Automatically convert TTS audio to MP3 on demand (#102814)

* Add ATTR_PREFERRED_FORMAT to TTS for auto-converting audio * Move conversion into SpeechManager * Handle None case for expected_extension * Only use ATTR_AUDIO_OUTPUT * Prefer MP3 in pipelines * Automatically convert to mp3 on demand * Add preferred audio format * Break out preferred format * Add ATTR_BLOCKING to allow async fetching * Make a copy of supported options * Fix MaryTTS tests * Update ESPHome to use "wav" instead of "raw" * Clean up tests, remove blocking * Clean up rest of TTS tests * Fix ESPHome tests * More test coverage
2023-11-06 14:26:00 -06:00 · 2023-11-06 14:26:00 -06:00 · ae516ffbb5
commit ae516ffbb5
parent 054089291f
19 changed files with 723 additions and 241 deletions
--- a/homeassistant/components/tts/init.py
+++ b/homeassistant/components/tts/init.py
@ -13,6 +13,8 @@ import logging
 import mimetypes
 import os
 import re
+import subprocess
+import tempfile
 from typing import Any, TypedDict, final

 from aiohttp import web
@ -20,7 +22,7 @@ import mutagen
 from mutagen.id3 import ID3, TextFrame as ID3Text
 import voluptuous as vol

-from homeassistant.components import websocket_api
+from homeassistant.components import ffmpeg, websocket_api
 from homeassistant.components.http import HomeAssistantView
 from homeassistant.components.media_player import (
    ATTR_MEDIA_ANNOUNCE,
@ -72,11 +74,15 @@ __all__ = [
    "async_get_media_source_audio",
    "async_support_options",
    "ATTR_AUDIO_OUTPUT",
+    "ATTR_PREFERRED_FORMAT",
+    "ATTR_PREFERRED_SAMPLE_RATE",
+    "ATTR_PREFERRED_SAMPLE_CHANNELS",
    "CONF_LANG",
    "DEFAULT_CACHE_DIR",
    "generate_media_source_id",
    "PLATFORM_SCHEMA_BASE",
    "PLATFORM_SCHEMA",
+    "SampleFormat",
    "Provider",
    "TtsAudioType",
    "Voice",
@ -86,6 +92,9 @@ _LOGGER = logging.getLogger(__name__)
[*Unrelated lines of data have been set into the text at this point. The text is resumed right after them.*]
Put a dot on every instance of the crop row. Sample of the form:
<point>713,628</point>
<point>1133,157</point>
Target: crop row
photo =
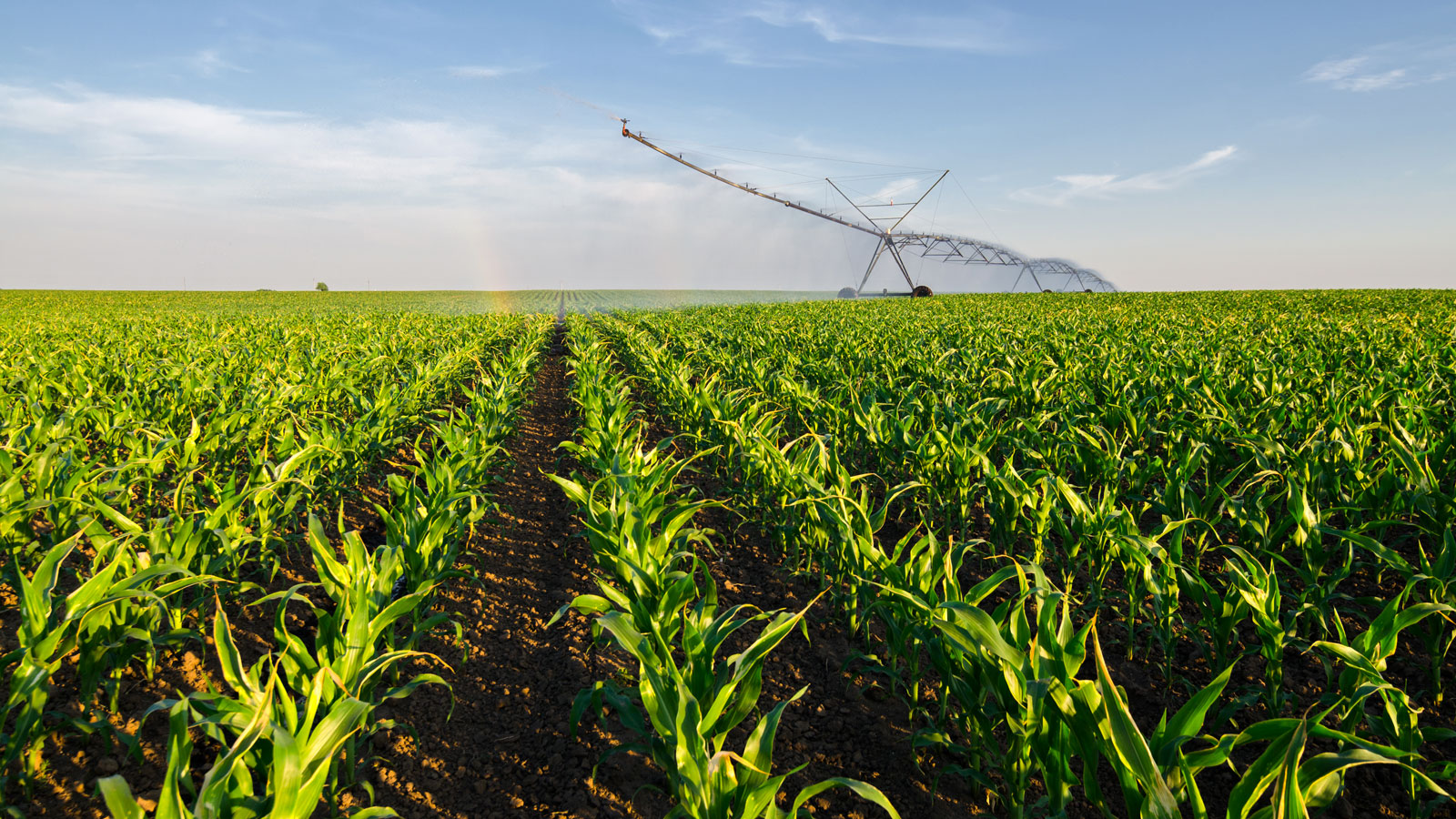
<point>1216,494</point>
<point>184,465</point>
<point>659,605</point>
 ATTR_PLATFORM = "platform"
 ATTR_AUDIO_OUTPUT = "audio_output"
+ATTR_PREFERRED_FORMAT = "preferred_format"
+ATTR_PREFERRED_SAMPLE_RATE = "preferred_sample_rate"
+ATTR_PREFERRED_SAMPLE_CHANNELS = "preferred_sample_channels"
 ATTR_MEDIA_PLAYER_ENTITY_ID = "media_player_entity_id"
 ATTR_VOICE = "voice"

@ -199,6 +208,83 @@ def async_get_text_to_speech_languages(hass: HomeAssistant) -> set[str]:
    return languages


+async def async_convert_audio(
+    hass: HomeAssistant,
+    from_extension: str,
+    audio_bytes: bytes,
+    to_extension: str,
+    to_sample_rate: int | None = None,
+    to_sample_channels: int | None = None,
+) -> bytes:
+    """Convert audio to a preferred format using ffmpeg."""
+    ffmpeg_manager = ffmpeg.get_ffmpeg_manager(hass)
+    return await hass.async_add_executor_job(
+        lambda: _convert_audio(
+            ffmpeg_manager.binary,
+            from_extension,
+            audio_bytes,
+            to_extension,
+            to_sample_rate=to_sample_rate,
+            to_sample_channels=to_sample_channels,
+        )
+    )
+
+
+def _convert_audio(
+    ffmpeg_binary: str,
+    from_extension: str,
+    audio_bytes: bytes,
+    to_extension: str,
+    to_sample_rate: int | None = None,
+    to_sample_channels: int | None = None,
+) -> bytes:
+    """Convert audio to a preferred format using ffmpeg."""
+
+    # We have to use a temporary file here because some formats like WAV store
+    # the length of the file in the header, and therefore cannot be written in a
+    # streaming fashion.
+    with tempfile.NamedTemporaryFile(
+        mode="wb+", suffix=f".{to_extension}"
+    ) as output_file:
+        # input
+        command = [
+            ffmpeg_binary,
+            "-y",  # overwrite temp file
+            "-f",
+            from_extension,
+            "-i",
+            "pipe:",  # input from stdin
+        ]
+
+        # output
+        command.extend(["-f", to_extension])
+
+        if to_sample_rate is not None:
+            command.extend(["-ar", str(to_sample_rate)])
+
+        if to_sample_channels is not None:
+            command.extend(["-ac", str(to_sample_channels)])
+
+        if to_extension == "mp3":
+            # Max quality for MP3
+            command.extend(["-q:a", "0"])
+
+        command.append(output_file.name)
+
+        with subprocess.Popen(
+            command, stdin=subprocess.PIPE, stderr=subprocess.PIPE
+        ) as proc:
+            _stdout, stderr = proc.communicate(input=audio_bytes)
+            if proc.returncode != 0:
+                _LOGGER.error(stderr.decode())
+                raise RuntimeError(
+                    f"Unexpected error while running ffmpeg with arguments: {command}. See log for details."
+                )
+
+        output_file.seek(0)
+        return output_file.read()
+
+
 async def async_setup(hass: HomeAssistant, config: ConfigType) -> bool:
    """Set up TTS."""
    websocket_api.async_register_command(hass, websocket_list_engines)
@ -482,7 +568,18 @@ class SpeechManager:
        merged_options = dict(engine_instance.default_options or {})
        merged_options.update(options or {})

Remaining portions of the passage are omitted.